I'm Crying During Acupuncture Again
Turns out it takes about one hour in silence to access my feelings
I'm rarely one for tears outside of laughter, but I do my best crying in acupuncture.
I lie face-up on the table as my acupuncturist gently punctures my skin with tiny needles to the soft lull of spa music. Eucalyptus essential oil fills my nose as my body releases the tension from schlepping my signature lime-green bookbag and the world's weight around New York City.
With each needle placed, my eyes are covered, and the room darkens. For this one hour, I'm alone in the quiet, without screens, and present with my thoughts.
I talk to God during acupuncture. Tears begin streaming down my face as I think about all the love in my life: my family, who use every call, text, and visit as a reminder, and my friends, who show up with the kind of loyalty you'd expect only from people from your bloodline.
But I cry, too, for all the pain we've carried this year—friends mourning loved ones lost and dreams deferred, women facing uncertainty around their reproductive rights, people wondering how they'll pay their bills or find their next meal. Today, I allowed myself to release everything I've been holding since Election Night. The first time Trump won in 2016 was the shock of the unknown. I know what's coming this time, but my fear runs deeper than the president. It's rooted in a lack of shared values.
Values center around our beliefs about right and wrong. I have a checkered past with the word. Growing up in Ohio, I often heard "Midwest Values." The community I grew up in praised hard work, family loyalty, and humble modesty. But if you didn't embody them just right, you felt like an outsider, and in my corner of the Midwest, different felt synonymous with "wrong."
My family had different values. My parents taught their Black daughters, who were growing up in a predominantly white environment, to be assertive and unapologetically confident. I take up space and will never pretend I’m small because I’m not. I’m significant, and I value others in that same way. I never got a lecture on hard work. My parents focused on fostering my dreams while instilling responsibility. They clarified that I can do whatever I want, but they can only take me so far. The work was understanding that it’s my responsibility to get what I want out of this life, but I’ll always have the unwavering support of my family. While my parents value family only second to God, they didn’t preach unwavering loyalty. If I thought something was wrong, I was given a voice in my household. Ask my family about my favorite line, “Do you not understand that, or do you just not like it?” There is a difference!

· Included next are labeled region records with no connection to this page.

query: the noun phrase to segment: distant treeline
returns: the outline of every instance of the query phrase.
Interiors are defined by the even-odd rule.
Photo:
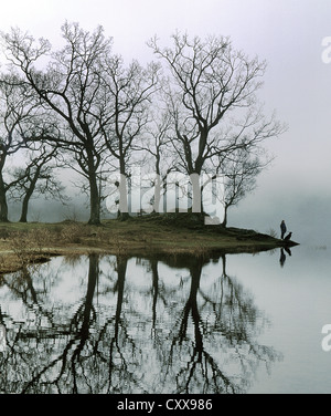
[[[1,34],[0,221],[8,221],[8,198],[22,204],[20,221],[32,196],[64,201],[56,173],[66,167],[82,176],[89,223],[98,225],[109,174],[129,179],[139,166],[163,179],[222,175],[226,225],[227,208],[254,189],[269,162],[263,143],[285,129],[258,103],[266,63],[223,37],[175,33],[170,46],[153,38],[157,60],[142,66],[115,54],[102,27],[90,33],[66,22],[62,35],[55,51],[19,29]],[[201,193],[203,184],[192,186],[191,199]]]

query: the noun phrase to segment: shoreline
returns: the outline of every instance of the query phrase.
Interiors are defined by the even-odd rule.
[[[183,217],[182,217],[183,218]],[[55,256],[221,257],[298,246],[295,241],[241,228],[204,226],[173,218],[105,220],[100,226],[77,221],[0,223],[0,275]]]

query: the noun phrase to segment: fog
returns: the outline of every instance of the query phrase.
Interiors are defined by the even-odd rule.
[[[279,232],[285,219],[296,241],[328,245],[331,64],[322,59],[322,40],[331,35],[331,2],[205,0],[201,4],[197,0],[22,0],[1,7],[0,25],[4,31],[17,25],[56,44],[66,19],[92,30],[103,24],[106,35],[114,37],[116,51],[127,61],[137,58],[142,63],[152,59],[148,39],[158,34],[167,44],[175,30],[190,35],[229,35],[236,49],[266,59],[260,100],[266,113],[275,110],[288,131],[266,144],[275,160],[258,177],[255,193],[229,210],[229,226]],[[78,190],[71,193],[76,198]],[[65,208],[54,201],[33,201],[31,208],[31,220],[88,218],[81,199]],[[12,220],[15,212],[13,207]]]

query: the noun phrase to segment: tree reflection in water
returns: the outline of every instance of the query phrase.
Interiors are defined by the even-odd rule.
[[[1,392],[245,393],[280,355],[226,257],[210,263],[94,253],[2,277]]]

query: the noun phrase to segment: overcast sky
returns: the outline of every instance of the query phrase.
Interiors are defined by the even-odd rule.
[[[149,38],[157,34],[167,44],[175,30],[190,35],[229,35],[236,49],[266,59],[268,70],[260,96],[266,112],[276,110],[278,118],[289,128],[281,138],[268,144],[277,158],[261,175],[254,198],[261,200],[266,210],[271,202],[274,206],[279,202],[275,209],[281,217],[296,216],[299,195],[313,198],[321,197],[323,191],[323,199],[331,201],[331,63],[322,61],[325,49],[322,40],[331,37],[331,0],[11,0],[1,3],[1,30],[19,27],[35,38],[50,39],[54,45],[60,44],[65,20],[79,22],[87,30],[102,24],[106,35],[114,38],[116,52],[127,61],[134,58],[142,63],[149,61],[152,59],[146,45]],[[245,202],[248,211],[253,200],[248,198]],[[293,211],[286,212],[291,206],[296,207]],[[268,221],[270,215],[265,212],[264,220]],[[319,216],[318,206],[311,215]]]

I've always wanted a big life filled with bright clothes, a well-designed home, and people with values that resonate with mine. For most of my life, my values clashed with those around me. When I moved to New York City, I thought I'd left that behind—this was supposed to be where I could fully be myself, surrounded by diverse perspectives. For the most part, that's true, but elections remind me that, even in my chosen community, values don't always align, and I'm left unsure how to navigate that.
I cry because I love people who stepped into the voting booth and chose comfort over compassion. Racism, homophobia, xenophobia, women's rights—none of these were deal breakers for them, so long as their families stayed secure. And now I'm left questioning how our relationships survive. How do those prioritizing the collective sit with those choosing comfort at any cost?

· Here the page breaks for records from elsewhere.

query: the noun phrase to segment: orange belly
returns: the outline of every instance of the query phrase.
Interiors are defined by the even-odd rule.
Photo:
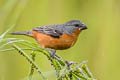
[[[55,50],[63,50],[72,47],[77,37],[80,33],[80,30],[76,30],[72,35],[63,34],[60,38],[54,38],[46,34],[33,31],[34,38],[43,48],[51,48]]]

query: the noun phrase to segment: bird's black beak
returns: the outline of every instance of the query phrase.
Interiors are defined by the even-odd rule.
[[[81,29],[81,30],[85,30],[85,29],[87,29],[87,26],[86,26],[86,25],[83,25],[80,29]]]

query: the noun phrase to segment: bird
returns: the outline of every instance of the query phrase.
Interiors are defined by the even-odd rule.
[[[34,38],[42,48],[65,50],[71,48],[77,41],[79,34],[87,26],[80,20],[70,20],[64,24],[38,26],[31,31],[12,32],[13,35],[26,35]]]

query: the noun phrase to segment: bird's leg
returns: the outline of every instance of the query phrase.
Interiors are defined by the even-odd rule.
[[[46,48],[50,53],[51,53],[51,60],[54,58],[54,56],[56,55],[56,50],[50,49],[50,48]]]

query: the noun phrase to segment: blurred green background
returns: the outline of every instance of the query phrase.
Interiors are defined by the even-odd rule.
[[[97,80],[119,80],[120,0],[0,0],[0,34],[13,24],[16,26],[11,32],[73,19],[83,21],[88,29],[80,34],[74,47],[58,51],[58,55],[70,61],[88,60]],[[7,37],[35,42],[25,36]],[[42,71],[53,70],[44,55],[38,55],[36,61]],[[16,51],[0,54],[0,80],[21,80],[28,72],[29,63]]]

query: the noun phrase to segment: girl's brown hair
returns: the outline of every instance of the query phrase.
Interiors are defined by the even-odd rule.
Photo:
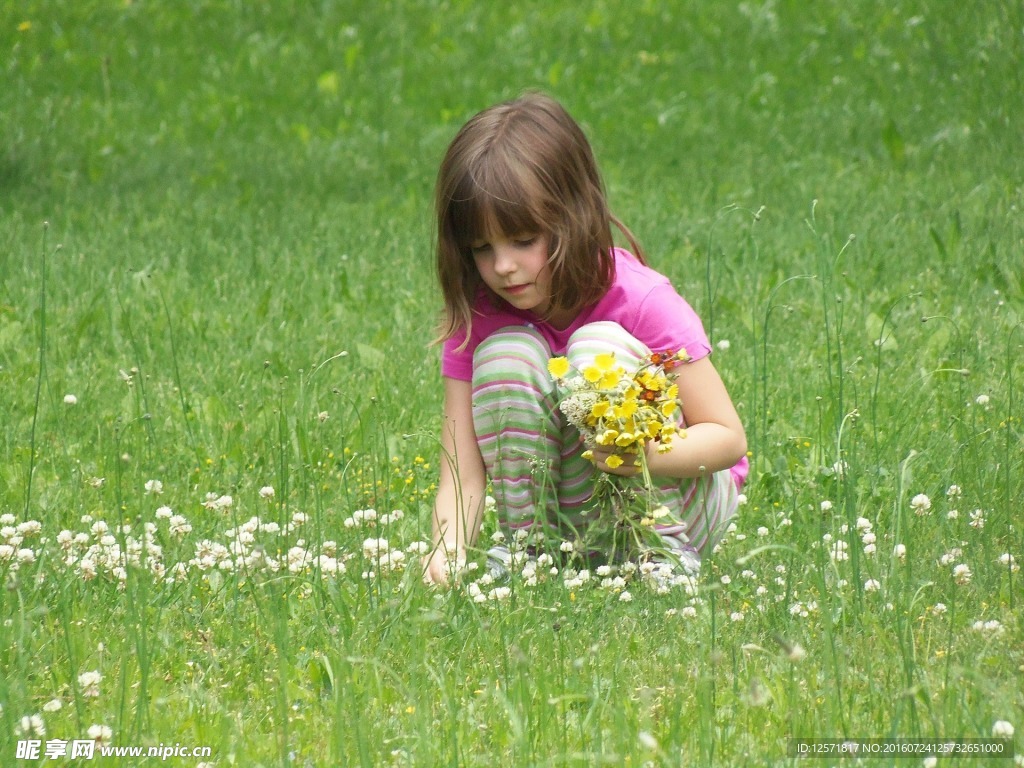
[[[471,245],[496,234],[550,237],[549,312],[578,313],[611,285],[613,223],[590,143],[554,99],[528,93],[473,117],[437,174],[437,275],[444,297],[438,341],[464,333],[482,285]]]

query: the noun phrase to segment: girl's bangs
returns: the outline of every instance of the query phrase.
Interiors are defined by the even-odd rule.
[[[461,246],[496,234],[512,237],[544,229],[534,207],[540,185],[524,175],[508,167],[485,167],[463,176],[450,209]]]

I think of communities who feel unseen, unheard, and afraid, sitting alongside those who live with privilege and don't believe we deserve the same. Maybe they're in denial about our country’s casting in the latest season of The Handmaid’s Tale. They sure are being quiet about it.
So, I ask for guidance: how do I respond when they try to comfort me over the devastation they elected to happen? Will I respond? How do I lead with love when every instinct tells me to turn my back?
My ego tells me not to respond. They've brought us to this point. But what does it mean to lead by example, to show others how to value the collective over self-interest?
These questions linger as I lie in the dark, covered in needles, waiting for an answer.